How should districts help teachers learn more about AI's role in education?Part of the work there is giving educators very concrete insight into what these technologies can do for them, and that starts with generating examples, either from other districts or in your own district, of how this can actually ... Demonstrate some of those proof points, positive wins, and exemplars that can help get staff excited about something that they may not necessarily understand or feel like they have the time for.
How should districts engage families in this process?From Common Sense Media's research, when we last polled on this as part of our "Dawn of AI" report, 83% of parents reported that schools had not communicated with them about AI policies. One of the comments that [we've heard from districts] was something to the effect of "OK, we feel like we've communicated information, but have parents really heard it or do parents feel supported by it?"

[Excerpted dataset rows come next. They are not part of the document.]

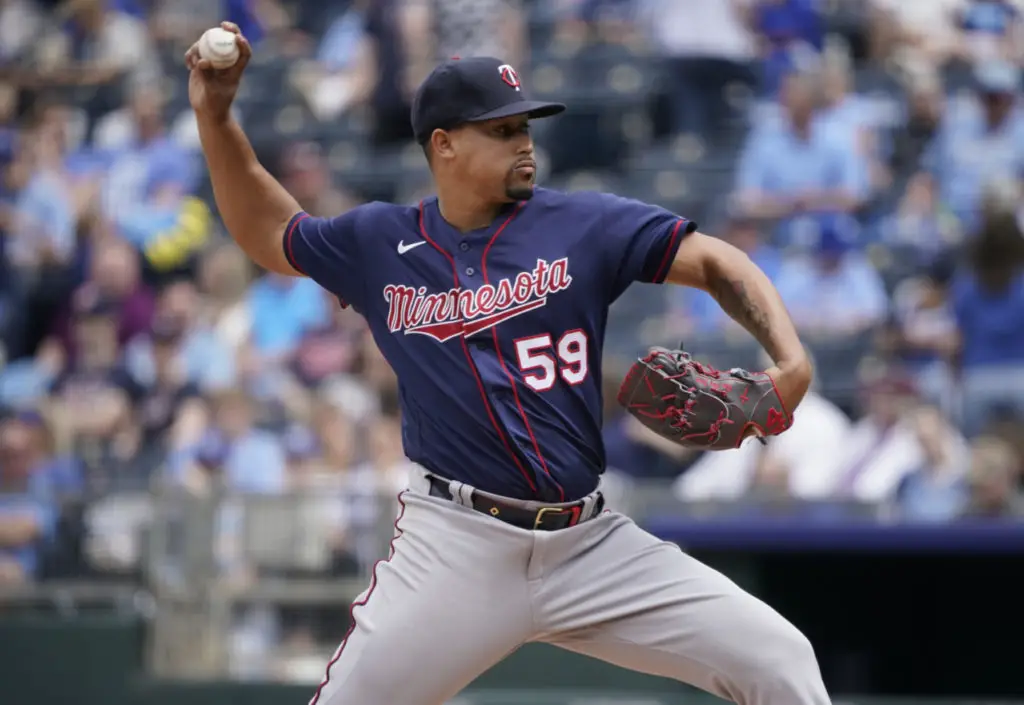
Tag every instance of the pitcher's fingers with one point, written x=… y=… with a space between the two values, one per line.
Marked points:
x=245 y=49
x=192 y=56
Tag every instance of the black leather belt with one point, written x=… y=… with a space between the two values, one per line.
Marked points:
x=544 y=519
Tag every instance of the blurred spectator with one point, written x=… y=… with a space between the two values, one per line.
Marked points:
x=994 y=481
x=114 y=280
x=41 y=247
x=835 y=289
x=283 y=309
x=93 y=397
x=235 y=455
x=306 y=175
x=854 y=117
x=702 y=67
x=990 y=29
x=148 y=185
x=224 y=274
x=91 y=44
x=925 y=105
x=171 y=412
x=28 y=515
x=20 y=23
x=790 y=465
x=921 y=229
x=883 y=446
x=981 y=140
x=206 y=361
x=988 y=301
x=798 y=166
x=791 y=34
x=344 y=73
x=916 y=32
x=476 y=28
x=692 y=310
x=937 y=490
x=922 y=333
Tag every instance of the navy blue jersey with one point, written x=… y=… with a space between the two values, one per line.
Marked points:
x=495 y=335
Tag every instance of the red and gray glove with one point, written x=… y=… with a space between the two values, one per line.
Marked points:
x=699 y=407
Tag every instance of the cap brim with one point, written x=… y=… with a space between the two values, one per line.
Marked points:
x=531 y=109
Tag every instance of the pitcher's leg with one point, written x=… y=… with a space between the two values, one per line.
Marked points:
x=450 y=603
x=627 y=597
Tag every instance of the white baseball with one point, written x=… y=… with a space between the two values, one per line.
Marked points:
x=218 y=46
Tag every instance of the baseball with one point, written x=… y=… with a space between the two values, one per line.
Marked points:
x=218 y=46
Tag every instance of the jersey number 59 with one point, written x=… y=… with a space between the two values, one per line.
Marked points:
x=537 y=359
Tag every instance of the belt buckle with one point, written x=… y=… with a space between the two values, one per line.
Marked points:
x=539 y=519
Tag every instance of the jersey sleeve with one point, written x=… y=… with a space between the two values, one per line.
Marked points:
x=327 y=250
x=644 y=239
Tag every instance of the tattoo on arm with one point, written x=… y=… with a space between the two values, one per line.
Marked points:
x=734 y=299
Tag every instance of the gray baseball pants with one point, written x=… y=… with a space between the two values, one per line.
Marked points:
x=462 y=590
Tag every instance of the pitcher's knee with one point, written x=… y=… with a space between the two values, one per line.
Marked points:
x=786 y=670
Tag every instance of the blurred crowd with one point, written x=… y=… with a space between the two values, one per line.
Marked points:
x=867 y=154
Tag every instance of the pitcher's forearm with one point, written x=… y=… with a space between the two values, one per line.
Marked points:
x=254 y=207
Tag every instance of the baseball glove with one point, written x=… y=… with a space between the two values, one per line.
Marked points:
x=699 y=407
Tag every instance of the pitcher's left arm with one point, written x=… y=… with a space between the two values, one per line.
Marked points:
x=749 y=297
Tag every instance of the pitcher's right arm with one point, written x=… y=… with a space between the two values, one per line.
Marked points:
x=254 y=207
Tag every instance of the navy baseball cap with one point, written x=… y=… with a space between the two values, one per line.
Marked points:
x=473 y=89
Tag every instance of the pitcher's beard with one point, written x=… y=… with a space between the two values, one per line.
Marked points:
x=518 y=191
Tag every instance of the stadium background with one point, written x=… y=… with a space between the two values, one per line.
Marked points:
x=198 y=460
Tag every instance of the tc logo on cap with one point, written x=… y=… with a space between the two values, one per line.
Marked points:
x=509 y=75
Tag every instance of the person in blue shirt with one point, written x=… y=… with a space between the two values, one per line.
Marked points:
x=988 y=303
x=980 y=140
x=791 y=32
x=798 y=166
x=835 y=289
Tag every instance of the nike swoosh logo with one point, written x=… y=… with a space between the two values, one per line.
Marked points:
x=403 y=248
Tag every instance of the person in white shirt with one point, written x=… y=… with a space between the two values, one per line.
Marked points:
x=795 y=458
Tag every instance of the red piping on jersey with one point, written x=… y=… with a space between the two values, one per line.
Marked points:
x=288 y=243
x=501 y=360
x=469 y=358
x=663 y=268
x=361 y=603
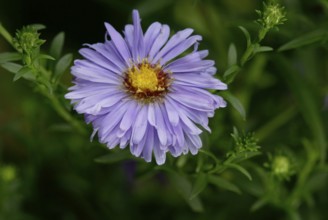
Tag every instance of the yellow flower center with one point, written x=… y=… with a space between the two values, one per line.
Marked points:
x=147 y=82
x=143 y=78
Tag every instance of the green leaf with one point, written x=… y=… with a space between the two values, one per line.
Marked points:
x=232 y=55
x=24 y=70
x=114 y=157
x=306 y=39
x=12 y=67
x=199 y=185
x=223 y=183
x=57 y=45
x=9 y=56
x=63 y=64
x=230 y=74
x=45 y=56
x=240 y=169
x=38 y=27
x=235 y=103
x=247 y=35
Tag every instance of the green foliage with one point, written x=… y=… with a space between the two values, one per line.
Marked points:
x=50 y=170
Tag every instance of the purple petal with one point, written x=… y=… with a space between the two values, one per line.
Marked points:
x=119 y=43
x=151 y=35
x=138 y=48
x=159 y=42
x=140 y=126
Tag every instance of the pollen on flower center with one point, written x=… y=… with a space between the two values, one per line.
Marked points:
x=146 y=82
x=143 y=78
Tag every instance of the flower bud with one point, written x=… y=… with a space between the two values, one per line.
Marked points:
x=27 y=40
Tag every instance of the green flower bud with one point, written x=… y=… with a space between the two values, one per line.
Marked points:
x=272 y=15
x=280 y=165
x=27 y=40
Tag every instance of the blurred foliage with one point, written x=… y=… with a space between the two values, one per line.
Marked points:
x=272 y=166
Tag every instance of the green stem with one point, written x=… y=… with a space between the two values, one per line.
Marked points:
x=63 y=112
x=293 y=200
x=6 y=35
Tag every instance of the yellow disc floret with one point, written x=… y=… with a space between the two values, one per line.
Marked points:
x=143 y=78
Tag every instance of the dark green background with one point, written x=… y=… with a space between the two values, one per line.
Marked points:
x=57 y=177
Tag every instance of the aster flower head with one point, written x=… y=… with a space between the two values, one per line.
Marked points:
x=139 y=91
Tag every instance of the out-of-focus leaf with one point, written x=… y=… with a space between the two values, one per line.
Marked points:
x=24 y=70
x=240 y=169
x=114 y=157
x=223 y=183
x=63 y=64
x=15 y=68
x=232 y=55
x=184 y=187
x=38 y=27
x=259 y=203
x=260 y=49
x=308 y=106
x=45 y=56
x=310 y=38
x=199 y=185
x=9 y=56
x=235 y=103
x=57 y=44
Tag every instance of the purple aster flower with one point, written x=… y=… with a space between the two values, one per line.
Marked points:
x=139 y=90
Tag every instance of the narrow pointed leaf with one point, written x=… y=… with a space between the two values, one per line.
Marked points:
x=230 y=74
x=232 y=55
x=63 y=64
x=247 y=35
x=235 y=103
x=57 y=45
x=9 y=56
x=24 y=70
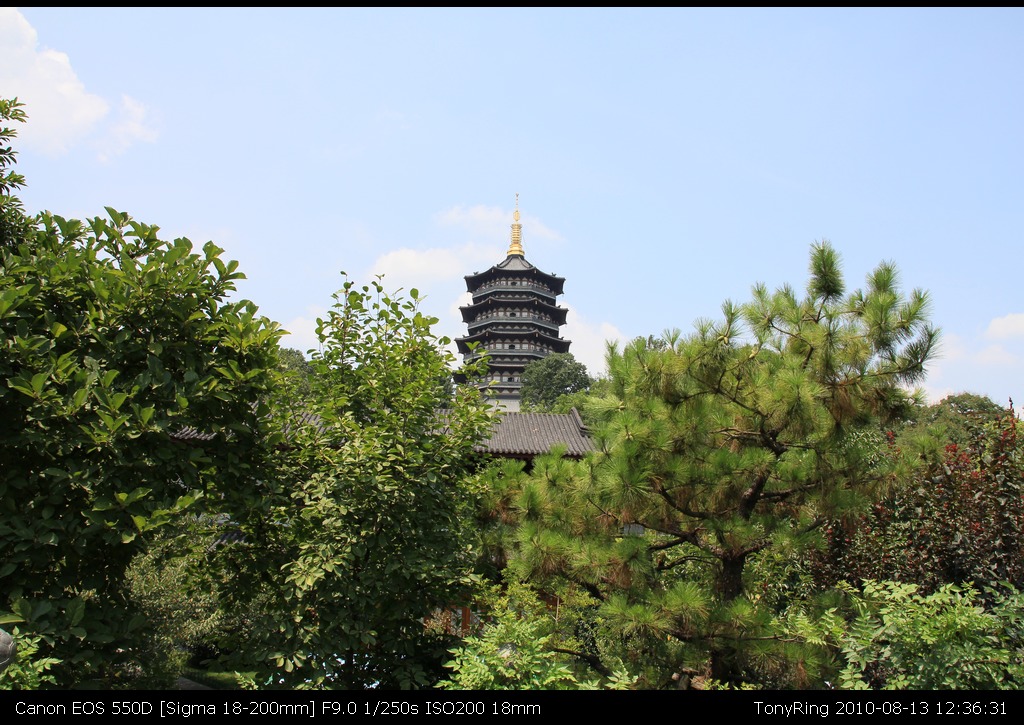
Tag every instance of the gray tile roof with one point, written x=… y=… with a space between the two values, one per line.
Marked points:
x=528 y=434
x=514 y=434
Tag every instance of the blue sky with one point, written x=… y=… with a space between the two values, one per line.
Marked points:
x=666 y=159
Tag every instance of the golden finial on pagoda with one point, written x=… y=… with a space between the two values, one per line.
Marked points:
x=516 y=246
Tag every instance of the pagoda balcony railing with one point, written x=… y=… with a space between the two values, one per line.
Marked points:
x=510 y=287
x=531 y=318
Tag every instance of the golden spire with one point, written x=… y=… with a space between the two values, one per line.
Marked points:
x=516 y=246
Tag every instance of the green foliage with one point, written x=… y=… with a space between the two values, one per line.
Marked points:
x=30 y=671
x=715 y=449
x=546 y=380
x=900 y=639
x=360 y=532
x=517 y=649
x=112 y=342
x=297 y=372
x=14 y=226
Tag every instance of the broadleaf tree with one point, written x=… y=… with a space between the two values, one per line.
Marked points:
x=114 y=345
x=549 y=378
x=739 y=439
x=360 y=536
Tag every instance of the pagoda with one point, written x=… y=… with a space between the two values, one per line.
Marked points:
x=513 y=317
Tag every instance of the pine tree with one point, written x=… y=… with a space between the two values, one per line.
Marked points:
x=734 y=441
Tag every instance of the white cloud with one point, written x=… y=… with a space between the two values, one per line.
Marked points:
x=589 y=341
x=411 y=267
x=129 y=127
x=302 y=331
x=494 y=223
x=994 y=355
x=1007 y=327
x=61 y=113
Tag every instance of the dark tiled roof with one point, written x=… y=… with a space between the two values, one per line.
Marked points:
x=528 y=434
x=514 y=434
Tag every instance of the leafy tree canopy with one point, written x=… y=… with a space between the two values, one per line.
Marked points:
x=544 y=381
x=361 y=534
x=740 y=438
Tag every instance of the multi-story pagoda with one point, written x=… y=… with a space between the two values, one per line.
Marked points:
x=513 y=317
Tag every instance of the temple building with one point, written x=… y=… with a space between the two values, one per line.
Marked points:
x=514 y=317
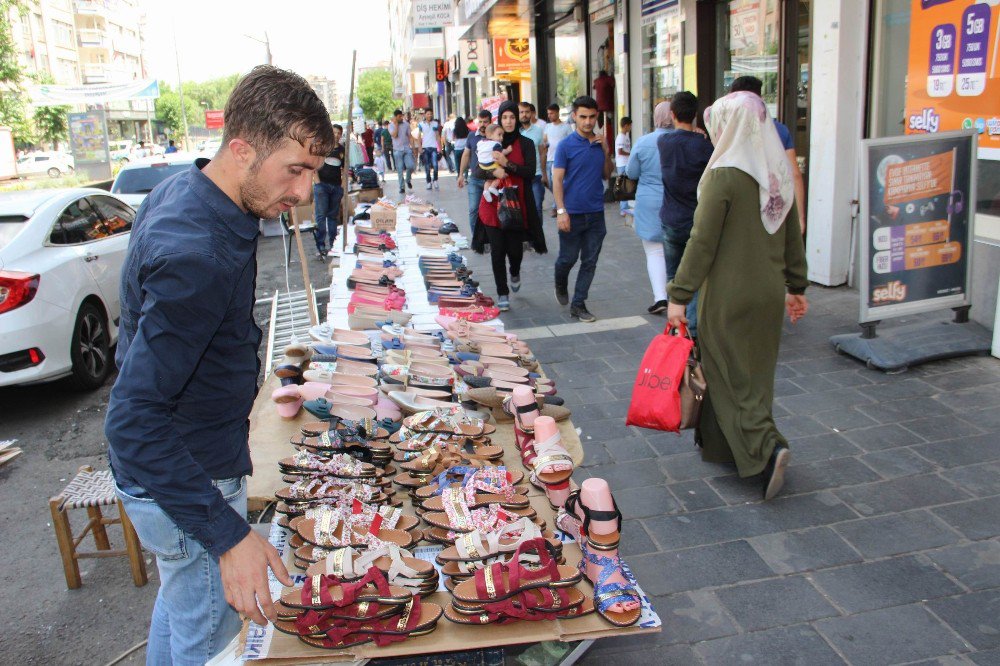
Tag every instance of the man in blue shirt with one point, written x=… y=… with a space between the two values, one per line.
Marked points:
x=468 y=166
x=756 y=86
x=581 y=165
x=684 y=154
x=177 y=421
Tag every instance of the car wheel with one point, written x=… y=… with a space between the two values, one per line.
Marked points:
x=90 y=349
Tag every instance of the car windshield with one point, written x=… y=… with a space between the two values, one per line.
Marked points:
x=10 y=227
x=142 y=181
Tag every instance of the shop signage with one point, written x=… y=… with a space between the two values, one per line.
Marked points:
x=214 y=119
x=652 y=10
x=915 y=223
x=433 y=13
x=953 y=77
x=511 y=55
x=96 y=93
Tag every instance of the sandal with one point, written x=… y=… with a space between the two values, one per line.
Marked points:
x=502 y=581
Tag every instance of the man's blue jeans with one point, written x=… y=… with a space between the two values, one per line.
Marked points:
x=404 y=166
x=430 y=160
x=674 y=241
x=583 y=241
x=327 y=198
x=191 y=620
x=475 y=186
x=538 y=190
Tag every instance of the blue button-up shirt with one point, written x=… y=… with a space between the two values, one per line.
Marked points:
x=187 y=355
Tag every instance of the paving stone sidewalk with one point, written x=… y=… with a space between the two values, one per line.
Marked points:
x=884 y=546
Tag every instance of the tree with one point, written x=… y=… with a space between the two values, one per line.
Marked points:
x=375 y=94
x=12 y=110
x=51 y=124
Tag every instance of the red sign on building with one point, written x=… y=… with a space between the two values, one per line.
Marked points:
x=213 y=119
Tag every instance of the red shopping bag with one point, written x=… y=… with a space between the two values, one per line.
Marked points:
x=656 y=398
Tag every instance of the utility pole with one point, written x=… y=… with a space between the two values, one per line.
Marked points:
x=180 y=87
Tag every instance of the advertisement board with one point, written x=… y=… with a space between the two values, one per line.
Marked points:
x=916 y=210
x=953 y=77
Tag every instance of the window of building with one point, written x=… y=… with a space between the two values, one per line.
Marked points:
x=662 y=63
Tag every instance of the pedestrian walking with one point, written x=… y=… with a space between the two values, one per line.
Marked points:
x=644 y=166
x=533 y=130
x=507 y=244
x=555 y=130
x=460 y=137
x=747 y=258
x=582 y=163
x=684 y=155
x=402 y=151
x=468 y=165
x=623 y=147
x=430 y=143
x=328 y=193
x=177 y=421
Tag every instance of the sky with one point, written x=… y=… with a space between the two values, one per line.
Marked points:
x=307 y=36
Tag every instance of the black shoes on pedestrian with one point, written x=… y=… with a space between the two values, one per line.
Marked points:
x=774 y=472
x=658 y=307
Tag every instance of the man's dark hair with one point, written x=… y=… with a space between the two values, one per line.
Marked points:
x=685 y=106
x=269 y=105
x=747 y=83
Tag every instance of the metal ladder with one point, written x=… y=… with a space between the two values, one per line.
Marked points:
x=289 y=315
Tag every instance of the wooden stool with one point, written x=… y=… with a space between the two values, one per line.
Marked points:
x=91 y=490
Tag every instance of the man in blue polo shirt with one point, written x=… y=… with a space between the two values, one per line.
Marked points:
x=581 y=165
x=177 y=422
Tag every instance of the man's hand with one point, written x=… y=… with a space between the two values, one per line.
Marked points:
x=244 y=577
x=676 y=314
x=796 y=306
x=562 y=222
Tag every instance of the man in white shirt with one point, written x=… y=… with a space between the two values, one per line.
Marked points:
x=430 y=145
x=554 y=131
x=448 y=135
x=623 y=148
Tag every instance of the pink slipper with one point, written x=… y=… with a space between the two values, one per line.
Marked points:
x=288 y=400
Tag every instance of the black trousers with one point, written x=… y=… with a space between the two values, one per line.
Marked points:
x=505 y=246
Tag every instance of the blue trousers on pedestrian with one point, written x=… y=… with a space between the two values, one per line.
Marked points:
x=191 y=620
x=674 y=241
x=327 y=198
x=475 y=186
x=582 y=242
x=404 y=166
x=430 y=160
x=538 y=190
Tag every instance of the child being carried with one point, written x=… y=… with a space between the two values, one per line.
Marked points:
x=487 y=169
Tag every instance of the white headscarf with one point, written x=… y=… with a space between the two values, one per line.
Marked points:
x=745 y=138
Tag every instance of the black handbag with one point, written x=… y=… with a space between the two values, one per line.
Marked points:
x=509 y=210
x=623 y=188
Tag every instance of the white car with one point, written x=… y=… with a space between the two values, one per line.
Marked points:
x=137 y=179
x=61 y=257
x=51 y=163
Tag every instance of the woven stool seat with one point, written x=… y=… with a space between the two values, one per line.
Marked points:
x=89 y=489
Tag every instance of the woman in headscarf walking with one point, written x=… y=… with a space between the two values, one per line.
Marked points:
x=644 y=166
x=747 y=259
x=507 y=246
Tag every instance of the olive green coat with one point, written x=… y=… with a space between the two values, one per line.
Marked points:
x=741 y=274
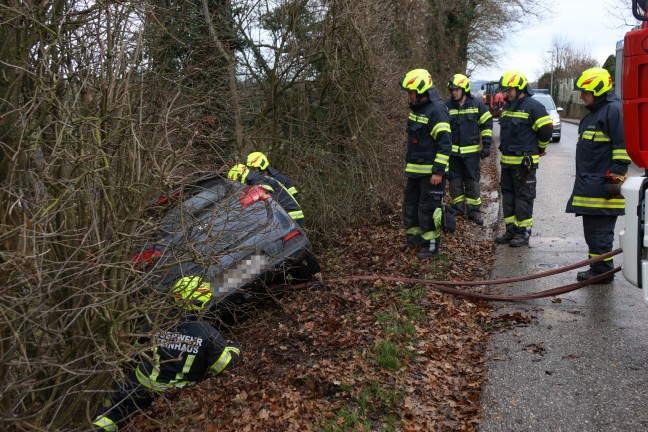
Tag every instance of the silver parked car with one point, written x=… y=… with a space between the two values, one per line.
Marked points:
x=553 y=111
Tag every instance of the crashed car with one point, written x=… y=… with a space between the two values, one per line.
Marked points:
x=237 y=237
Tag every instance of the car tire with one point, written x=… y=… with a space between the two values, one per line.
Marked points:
x=305 y=267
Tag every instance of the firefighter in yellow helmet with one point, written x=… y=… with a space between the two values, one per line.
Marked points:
x=186 y=352
x=601 y=165
x=258 y=161
x=245 y=175
x=472 y=124
x=525 y=132
x=428 y=153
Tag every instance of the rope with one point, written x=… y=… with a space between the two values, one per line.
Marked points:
x=444 y=286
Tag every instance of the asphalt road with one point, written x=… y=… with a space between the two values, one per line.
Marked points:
x=581 y=364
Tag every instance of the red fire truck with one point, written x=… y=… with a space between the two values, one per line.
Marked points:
x=633 y=239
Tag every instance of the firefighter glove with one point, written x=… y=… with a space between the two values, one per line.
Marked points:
x=612 y=186
x=436 y=192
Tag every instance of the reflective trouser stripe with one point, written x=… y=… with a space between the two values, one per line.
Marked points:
x=224 y=359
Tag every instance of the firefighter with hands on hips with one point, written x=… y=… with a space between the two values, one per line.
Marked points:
x=245 y=175
x=469 y=119
x=525 y=132
x=187 y=352
x=601 y=165
x=257 y=161
x=428 y=152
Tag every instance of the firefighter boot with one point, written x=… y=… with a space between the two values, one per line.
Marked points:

Administrators have reached out to us to talk about how they can bring training and apply some of these tools within a family engagement perspective. The toolkit does contain some specific resources for thinking about how to engage parents, how to build basic parent literacy, how to help parents understand things like the impact that AI might have on the economy in the future, or the jobs in the future, or college readiness. This is a really critical stakeholder group, and it's really down to districts to be able to help support parents with some of that work. Parent partnership is going to be critical to the success or failure of an initiative like this.